I have a RH white Hoyt Formula Excel (25") riser. With Hoyt Formula Excel limbs. The limbs are 32 pound longs. The limbs come with LimbSaver Recurve Broadband LimbSavers, color yellow.
It comes with the following accessories:
Shibuya Ultima rest, silver.
Shibuya DX plunger, silver.
Shibuya Dual Click sight, blue.
W&W Carbon Clicker.








Gas Pro Recurve Efficent Sight Pin, color red with dot.
W&W WTS Damper Stabilizer Red
Win & Win HMC+ Stabilizer 28" Black, Win & Win WTW Damper Blue
W&W HMC PLUS Side Rods, 10", color blue.
W&W HMC PLUS Extender, 5" color red
Win & Win CX2 Carbon V-Bar, 40°.
Doinker DAWG Weights Aluminum (1/4-20)
W&W Sebastian Flute Elite Plus Bowstand, color blue.
W&W Sebastian Flute Finger Sling, color red.
60X bowstring, 8190 color floor yellow with mountain berry end servings.
W&W FINNO Chest Guard
Right Hand, SizeMedium, ColorRed
Cartel Bow Stringer
Hoyt recurve backpack
Beiter arm guard, color heavy green.
Easton field quiver, color red.
Black Mamba Venom II Finger Tab w/ Axios Finger Spacer.

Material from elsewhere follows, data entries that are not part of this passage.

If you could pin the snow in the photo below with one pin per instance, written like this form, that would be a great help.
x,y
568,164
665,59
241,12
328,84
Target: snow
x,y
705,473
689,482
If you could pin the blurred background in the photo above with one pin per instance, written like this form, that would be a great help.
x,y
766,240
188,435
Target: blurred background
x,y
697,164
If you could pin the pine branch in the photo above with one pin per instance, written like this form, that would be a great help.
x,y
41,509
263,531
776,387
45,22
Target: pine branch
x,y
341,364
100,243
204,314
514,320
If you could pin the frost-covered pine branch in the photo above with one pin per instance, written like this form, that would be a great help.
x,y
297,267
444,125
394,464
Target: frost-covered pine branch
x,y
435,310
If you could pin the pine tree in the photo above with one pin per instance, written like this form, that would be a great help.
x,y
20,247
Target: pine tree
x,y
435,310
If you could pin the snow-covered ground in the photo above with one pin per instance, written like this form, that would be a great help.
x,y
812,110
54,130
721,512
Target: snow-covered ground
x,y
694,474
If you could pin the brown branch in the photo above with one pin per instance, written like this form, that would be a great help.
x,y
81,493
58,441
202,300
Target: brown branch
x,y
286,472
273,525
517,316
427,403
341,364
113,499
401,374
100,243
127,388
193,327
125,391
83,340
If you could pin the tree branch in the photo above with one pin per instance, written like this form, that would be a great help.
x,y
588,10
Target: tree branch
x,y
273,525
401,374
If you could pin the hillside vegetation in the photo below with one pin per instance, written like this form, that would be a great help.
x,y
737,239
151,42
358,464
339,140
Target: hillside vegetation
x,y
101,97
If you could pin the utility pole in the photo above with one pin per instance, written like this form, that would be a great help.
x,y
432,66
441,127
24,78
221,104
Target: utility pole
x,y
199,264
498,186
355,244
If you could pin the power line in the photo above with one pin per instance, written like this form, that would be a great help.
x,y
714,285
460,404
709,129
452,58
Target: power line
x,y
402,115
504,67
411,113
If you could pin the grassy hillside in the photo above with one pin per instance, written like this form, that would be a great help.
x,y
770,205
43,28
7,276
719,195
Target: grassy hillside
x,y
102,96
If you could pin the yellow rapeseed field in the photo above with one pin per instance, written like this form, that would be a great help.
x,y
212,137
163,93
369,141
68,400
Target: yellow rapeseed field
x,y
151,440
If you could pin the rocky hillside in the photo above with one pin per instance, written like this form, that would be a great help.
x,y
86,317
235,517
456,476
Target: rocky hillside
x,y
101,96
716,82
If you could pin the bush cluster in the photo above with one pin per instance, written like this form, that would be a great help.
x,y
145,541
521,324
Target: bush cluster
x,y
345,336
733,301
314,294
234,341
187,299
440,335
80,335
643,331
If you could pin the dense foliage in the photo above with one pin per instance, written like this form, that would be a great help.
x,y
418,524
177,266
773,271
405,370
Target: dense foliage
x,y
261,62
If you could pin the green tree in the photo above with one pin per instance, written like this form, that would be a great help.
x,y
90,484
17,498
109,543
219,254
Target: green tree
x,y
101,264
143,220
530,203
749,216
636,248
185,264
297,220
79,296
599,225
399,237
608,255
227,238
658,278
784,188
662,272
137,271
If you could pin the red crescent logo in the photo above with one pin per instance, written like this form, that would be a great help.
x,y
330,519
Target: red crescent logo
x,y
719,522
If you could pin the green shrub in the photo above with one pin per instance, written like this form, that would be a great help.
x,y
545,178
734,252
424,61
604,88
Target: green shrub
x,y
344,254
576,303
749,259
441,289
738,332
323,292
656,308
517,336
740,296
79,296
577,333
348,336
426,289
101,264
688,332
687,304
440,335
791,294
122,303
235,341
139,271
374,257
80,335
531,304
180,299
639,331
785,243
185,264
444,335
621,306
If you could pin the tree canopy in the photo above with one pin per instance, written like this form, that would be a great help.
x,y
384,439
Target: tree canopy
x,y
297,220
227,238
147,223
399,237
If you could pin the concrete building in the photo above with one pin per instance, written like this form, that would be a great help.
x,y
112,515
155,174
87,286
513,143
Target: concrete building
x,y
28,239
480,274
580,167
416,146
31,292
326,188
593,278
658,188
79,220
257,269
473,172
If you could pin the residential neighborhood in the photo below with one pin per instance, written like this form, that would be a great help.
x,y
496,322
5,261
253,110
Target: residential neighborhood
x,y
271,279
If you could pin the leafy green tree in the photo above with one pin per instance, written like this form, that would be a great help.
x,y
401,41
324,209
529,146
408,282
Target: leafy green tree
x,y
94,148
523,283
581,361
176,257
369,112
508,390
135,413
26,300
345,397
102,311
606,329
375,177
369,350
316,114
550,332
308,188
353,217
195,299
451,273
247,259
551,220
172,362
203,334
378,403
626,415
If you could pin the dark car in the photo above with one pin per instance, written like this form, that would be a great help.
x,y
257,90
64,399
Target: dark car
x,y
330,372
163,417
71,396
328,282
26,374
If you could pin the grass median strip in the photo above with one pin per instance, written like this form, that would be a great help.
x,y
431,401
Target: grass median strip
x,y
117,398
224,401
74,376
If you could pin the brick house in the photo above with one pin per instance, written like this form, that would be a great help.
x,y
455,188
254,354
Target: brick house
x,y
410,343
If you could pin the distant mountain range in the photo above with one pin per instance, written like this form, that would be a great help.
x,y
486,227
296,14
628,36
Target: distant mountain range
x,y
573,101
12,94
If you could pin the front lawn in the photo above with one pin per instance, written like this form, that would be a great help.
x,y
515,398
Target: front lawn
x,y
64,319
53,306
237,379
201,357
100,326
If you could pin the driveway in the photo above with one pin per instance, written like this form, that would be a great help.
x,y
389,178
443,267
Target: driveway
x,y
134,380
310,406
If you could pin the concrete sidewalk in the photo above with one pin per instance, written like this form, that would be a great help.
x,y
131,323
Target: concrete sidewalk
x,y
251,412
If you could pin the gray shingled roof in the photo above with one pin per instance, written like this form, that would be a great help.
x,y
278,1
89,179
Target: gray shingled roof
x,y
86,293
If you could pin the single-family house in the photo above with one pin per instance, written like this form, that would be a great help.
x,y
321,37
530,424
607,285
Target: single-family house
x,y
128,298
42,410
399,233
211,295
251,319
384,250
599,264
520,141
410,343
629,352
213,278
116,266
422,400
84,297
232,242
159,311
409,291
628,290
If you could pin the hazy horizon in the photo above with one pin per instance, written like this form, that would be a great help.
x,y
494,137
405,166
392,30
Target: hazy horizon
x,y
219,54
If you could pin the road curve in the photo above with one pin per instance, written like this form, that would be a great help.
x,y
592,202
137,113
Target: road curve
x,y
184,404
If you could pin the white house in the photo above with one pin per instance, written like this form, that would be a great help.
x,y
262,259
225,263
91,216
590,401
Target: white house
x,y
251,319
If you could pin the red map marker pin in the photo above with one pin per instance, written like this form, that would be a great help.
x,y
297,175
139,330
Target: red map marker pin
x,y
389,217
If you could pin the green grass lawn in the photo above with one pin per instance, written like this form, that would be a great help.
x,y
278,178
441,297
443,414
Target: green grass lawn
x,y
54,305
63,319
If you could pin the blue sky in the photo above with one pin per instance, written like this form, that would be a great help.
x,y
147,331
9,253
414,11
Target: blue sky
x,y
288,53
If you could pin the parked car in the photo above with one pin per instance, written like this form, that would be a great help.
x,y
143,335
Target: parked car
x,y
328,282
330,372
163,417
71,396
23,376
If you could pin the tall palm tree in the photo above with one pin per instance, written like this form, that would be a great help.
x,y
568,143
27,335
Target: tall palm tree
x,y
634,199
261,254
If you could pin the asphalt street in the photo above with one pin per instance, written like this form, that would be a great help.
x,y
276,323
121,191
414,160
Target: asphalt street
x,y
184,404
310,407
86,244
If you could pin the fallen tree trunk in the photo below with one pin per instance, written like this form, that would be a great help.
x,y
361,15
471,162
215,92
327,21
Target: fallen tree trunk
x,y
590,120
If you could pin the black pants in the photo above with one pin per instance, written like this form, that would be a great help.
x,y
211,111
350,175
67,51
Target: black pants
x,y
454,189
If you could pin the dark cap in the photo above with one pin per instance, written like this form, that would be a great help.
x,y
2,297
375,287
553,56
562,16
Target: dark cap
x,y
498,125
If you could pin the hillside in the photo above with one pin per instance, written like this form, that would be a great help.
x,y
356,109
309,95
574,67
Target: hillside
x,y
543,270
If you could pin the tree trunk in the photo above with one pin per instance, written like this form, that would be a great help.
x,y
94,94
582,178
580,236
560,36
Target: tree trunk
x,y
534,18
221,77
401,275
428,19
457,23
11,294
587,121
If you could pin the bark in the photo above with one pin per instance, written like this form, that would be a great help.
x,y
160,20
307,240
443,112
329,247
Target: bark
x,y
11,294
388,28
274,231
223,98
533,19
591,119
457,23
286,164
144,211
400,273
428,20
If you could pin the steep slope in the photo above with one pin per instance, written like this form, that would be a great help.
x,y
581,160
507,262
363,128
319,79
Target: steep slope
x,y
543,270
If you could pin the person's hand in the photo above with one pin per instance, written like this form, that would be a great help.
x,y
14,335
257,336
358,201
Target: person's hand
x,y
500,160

Entire package $900 shipped to your door. Fully insured. Will accept either Paypal or a US Postal Money Order.


----------



## MIshooter (Sep 19, 2014)

Post in classifieds


----------



## TREESTANDSNYPER (Jan 17, 2003)

I did, and it posted it here. Twice even. Don't know why it's doing that.


----------



## MIshooter (Sep 19, 2014)

Ah ok. Kinda weird


----------